Dass mit der Quintusstraße an einen bedeutenden Oberamtmann in Fallingbostel erinnert wird, wissen viele Einheimische, dass aber auch die Heinrichsstraße dem Gedenken an einen Landrat gewidmet ist, wissen nur wenige. Adolf Heinrichs stand zwölf Jahre lang von 1885 bis 1897 an der Spitze des Fallingbosteler Landratsamts.

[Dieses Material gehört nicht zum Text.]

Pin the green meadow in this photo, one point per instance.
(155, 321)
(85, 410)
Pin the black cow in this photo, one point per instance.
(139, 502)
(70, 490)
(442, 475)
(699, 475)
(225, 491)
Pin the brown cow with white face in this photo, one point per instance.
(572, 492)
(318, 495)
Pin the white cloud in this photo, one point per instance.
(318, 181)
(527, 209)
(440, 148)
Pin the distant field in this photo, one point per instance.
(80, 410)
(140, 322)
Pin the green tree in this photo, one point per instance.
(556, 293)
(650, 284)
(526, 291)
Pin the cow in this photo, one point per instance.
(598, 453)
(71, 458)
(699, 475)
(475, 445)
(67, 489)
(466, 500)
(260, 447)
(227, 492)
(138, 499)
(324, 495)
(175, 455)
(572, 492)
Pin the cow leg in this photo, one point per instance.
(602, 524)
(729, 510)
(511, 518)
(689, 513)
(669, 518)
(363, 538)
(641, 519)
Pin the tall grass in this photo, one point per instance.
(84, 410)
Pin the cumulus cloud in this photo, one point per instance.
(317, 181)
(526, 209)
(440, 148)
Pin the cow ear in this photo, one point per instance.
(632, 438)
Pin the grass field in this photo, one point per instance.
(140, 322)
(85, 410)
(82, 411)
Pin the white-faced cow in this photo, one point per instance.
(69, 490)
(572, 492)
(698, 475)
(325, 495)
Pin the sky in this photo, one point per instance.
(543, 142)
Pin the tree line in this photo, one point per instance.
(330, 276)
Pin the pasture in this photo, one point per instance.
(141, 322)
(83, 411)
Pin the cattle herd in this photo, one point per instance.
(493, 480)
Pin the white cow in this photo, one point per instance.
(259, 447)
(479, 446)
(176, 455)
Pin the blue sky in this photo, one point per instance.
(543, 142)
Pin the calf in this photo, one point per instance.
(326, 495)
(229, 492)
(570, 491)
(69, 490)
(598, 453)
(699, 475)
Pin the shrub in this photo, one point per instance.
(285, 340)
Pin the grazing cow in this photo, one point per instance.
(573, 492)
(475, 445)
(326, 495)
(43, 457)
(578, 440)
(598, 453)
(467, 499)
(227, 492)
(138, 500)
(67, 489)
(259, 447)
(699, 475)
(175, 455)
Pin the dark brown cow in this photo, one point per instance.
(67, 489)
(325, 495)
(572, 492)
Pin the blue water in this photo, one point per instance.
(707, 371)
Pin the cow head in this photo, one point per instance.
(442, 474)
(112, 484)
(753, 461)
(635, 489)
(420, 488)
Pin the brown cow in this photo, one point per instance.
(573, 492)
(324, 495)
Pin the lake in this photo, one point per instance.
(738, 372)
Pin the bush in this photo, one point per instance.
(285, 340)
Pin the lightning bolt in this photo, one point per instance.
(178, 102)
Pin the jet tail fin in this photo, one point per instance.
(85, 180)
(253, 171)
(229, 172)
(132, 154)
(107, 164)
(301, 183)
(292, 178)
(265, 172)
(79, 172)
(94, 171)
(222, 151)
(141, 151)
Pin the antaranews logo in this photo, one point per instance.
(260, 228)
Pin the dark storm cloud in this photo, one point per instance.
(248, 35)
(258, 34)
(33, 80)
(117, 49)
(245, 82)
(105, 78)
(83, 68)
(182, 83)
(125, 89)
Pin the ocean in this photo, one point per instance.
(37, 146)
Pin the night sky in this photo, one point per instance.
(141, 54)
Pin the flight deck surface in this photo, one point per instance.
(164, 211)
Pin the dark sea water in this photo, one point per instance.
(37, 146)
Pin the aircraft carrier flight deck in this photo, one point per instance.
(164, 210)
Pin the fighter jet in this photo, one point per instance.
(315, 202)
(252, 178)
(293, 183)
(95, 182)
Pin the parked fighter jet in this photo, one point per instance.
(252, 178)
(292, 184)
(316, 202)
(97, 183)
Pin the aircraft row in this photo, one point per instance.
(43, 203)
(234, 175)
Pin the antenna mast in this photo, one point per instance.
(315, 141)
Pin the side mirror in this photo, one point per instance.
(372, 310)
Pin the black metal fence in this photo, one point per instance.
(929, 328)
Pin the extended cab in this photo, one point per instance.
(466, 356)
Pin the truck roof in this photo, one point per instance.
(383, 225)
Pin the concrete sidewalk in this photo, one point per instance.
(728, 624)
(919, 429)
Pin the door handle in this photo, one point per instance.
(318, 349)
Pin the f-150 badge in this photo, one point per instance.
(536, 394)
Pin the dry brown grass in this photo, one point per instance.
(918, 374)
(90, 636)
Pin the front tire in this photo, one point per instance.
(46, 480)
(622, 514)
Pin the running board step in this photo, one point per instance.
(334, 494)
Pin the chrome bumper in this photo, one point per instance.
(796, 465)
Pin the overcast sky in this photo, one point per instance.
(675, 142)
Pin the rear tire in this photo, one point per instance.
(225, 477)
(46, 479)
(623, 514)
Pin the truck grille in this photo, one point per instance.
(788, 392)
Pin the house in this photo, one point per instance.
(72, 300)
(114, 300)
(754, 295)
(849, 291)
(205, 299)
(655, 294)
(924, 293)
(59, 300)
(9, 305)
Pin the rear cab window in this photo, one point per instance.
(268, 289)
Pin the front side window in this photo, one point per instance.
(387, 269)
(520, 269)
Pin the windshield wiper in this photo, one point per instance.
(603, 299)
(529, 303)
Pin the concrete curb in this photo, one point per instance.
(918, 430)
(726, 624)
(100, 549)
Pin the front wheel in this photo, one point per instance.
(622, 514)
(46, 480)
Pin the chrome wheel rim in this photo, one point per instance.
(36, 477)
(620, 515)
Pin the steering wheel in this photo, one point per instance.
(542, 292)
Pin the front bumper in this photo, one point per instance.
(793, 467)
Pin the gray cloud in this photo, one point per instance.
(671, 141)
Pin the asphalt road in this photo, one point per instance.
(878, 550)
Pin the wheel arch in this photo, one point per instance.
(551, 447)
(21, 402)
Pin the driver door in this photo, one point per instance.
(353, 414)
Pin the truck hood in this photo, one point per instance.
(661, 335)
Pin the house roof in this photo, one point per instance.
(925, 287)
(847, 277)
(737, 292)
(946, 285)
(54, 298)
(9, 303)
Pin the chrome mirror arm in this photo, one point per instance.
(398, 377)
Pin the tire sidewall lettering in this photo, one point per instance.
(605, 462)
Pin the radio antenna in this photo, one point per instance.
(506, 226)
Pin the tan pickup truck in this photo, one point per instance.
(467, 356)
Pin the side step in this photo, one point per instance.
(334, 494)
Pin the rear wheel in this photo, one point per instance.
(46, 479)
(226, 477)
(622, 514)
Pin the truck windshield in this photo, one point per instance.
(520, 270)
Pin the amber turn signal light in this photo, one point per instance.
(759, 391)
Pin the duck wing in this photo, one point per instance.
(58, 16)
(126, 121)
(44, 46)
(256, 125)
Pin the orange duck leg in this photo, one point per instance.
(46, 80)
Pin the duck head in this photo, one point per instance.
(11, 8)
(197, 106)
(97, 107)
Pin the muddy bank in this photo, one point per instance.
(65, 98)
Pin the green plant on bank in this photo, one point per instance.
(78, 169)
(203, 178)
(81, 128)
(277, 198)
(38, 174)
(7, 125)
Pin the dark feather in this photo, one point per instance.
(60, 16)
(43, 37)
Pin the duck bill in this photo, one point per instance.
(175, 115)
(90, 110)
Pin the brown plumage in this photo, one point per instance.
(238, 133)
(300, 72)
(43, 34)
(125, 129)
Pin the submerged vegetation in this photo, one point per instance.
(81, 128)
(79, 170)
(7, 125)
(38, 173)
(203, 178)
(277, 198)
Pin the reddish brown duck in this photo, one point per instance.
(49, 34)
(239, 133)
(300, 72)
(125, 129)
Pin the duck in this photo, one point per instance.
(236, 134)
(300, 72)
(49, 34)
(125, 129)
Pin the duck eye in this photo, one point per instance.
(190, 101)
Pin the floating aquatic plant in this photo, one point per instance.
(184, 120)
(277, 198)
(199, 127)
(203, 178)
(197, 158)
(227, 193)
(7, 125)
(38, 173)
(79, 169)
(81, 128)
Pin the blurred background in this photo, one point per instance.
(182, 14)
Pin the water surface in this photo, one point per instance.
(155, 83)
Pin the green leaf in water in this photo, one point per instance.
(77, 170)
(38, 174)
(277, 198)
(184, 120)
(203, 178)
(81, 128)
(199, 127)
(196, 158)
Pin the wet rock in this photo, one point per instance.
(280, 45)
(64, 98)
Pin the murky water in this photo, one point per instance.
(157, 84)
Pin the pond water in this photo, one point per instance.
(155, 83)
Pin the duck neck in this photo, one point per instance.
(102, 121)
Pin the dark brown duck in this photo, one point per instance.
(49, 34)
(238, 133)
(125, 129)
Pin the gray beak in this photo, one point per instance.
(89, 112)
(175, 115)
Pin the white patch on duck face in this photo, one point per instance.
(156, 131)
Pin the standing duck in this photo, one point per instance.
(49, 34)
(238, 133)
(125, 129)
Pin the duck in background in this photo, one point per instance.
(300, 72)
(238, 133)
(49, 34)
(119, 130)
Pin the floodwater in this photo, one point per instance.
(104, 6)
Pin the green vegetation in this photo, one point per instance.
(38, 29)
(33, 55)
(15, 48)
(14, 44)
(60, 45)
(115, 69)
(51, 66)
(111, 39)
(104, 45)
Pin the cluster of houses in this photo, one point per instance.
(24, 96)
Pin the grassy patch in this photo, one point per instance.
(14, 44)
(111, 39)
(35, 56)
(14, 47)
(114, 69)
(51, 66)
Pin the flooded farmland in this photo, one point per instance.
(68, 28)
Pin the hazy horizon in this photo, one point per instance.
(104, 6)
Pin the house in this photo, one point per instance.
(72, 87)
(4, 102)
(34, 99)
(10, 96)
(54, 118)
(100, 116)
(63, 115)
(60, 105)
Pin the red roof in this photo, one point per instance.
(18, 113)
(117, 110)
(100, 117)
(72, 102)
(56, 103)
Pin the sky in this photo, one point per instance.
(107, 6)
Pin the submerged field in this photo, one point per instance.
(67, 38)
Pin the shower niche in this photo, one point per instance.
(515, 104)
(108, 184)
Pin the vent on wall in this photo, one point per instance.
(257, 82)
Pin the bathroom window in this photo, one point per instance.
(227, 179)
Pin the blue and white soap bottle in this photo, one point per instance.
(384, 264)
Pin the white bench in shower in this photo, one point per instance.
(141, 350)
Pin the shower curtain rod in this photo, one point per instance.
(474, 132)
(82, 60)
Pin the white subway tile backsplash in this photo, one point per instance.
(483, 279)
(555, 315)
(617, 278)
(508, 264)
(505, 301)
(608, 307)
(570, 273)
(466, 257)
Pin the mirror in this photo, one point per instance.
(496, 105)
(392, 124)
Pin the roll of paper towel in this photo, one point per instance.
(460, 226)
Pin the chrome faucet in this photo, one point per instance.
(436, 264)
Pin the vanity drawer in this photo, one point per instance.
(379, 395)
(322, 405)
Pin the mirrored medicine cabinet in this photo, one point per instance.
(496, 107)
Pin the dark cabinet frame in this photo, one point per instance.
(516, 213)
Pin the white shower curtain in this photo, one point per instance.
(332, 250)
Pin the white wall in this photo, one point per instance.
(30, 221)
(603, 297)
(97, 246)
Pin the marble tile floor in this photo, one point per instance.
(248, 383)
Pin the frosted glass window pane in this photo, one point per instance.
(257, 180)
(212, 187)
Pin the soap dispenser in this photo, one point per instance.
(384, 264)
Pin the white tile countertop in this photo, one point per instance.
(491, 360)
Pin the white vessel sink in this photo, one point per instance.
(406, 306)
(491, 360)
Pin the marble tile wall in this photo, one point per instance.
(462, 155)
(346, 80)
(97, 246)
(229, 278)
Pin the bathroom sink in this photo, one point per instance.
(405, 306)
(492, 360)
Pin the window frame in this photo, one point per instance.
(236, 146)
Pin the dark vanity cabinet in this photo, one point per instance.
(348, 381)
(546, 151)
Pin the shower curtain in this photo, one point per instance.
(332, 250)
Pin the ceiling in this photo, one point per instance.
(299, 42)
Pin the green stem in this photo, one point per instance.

Für einen relativ kleinen Ort, wie ihn Fallingbostel mit lediglich 910 Einwohner im Jahr 1890 noch darstellte, bedeutete es viel, seit der Ausbildung der Vogteiverwaltung am Ende des 13. Jahrhunderts ununterbrochen Verwaltungssitz zu sein. Kein Wunder, dass die Landräte großes Ansehen genossen. Sie gaben den Ton in der „guten Gesellschaft" an und verfügten über erheblichen Einfluss auf die politische Stimmung. Doch handelte es sich bei ihnen keineswegs um selbstherrliche Despoten. Sie wurden zwar geachtet und mit dem gebührenden Respekt behandelt, doch galten sie als umgängliche Persönlichkeiten, die mit der heimischen Bevölkerung schnell „warm" wurden und bei Schützen- und Volksfesten Bürgernähe praktizierten. Das Ansehen, das sie genossen, schlug sich u. a. in der Errichtung eines Denkmals für Heinrich Guichard von Quintus-Icilius (an der Amtsvogtei von 1834 bis 1861 tätig), die Verleihung der Ehrenbürgerwürde an Hermann Rotberg (Landrat von 1908 bis 1930) und die Benennung einer Straße nach Landrat Heinrichs nieder.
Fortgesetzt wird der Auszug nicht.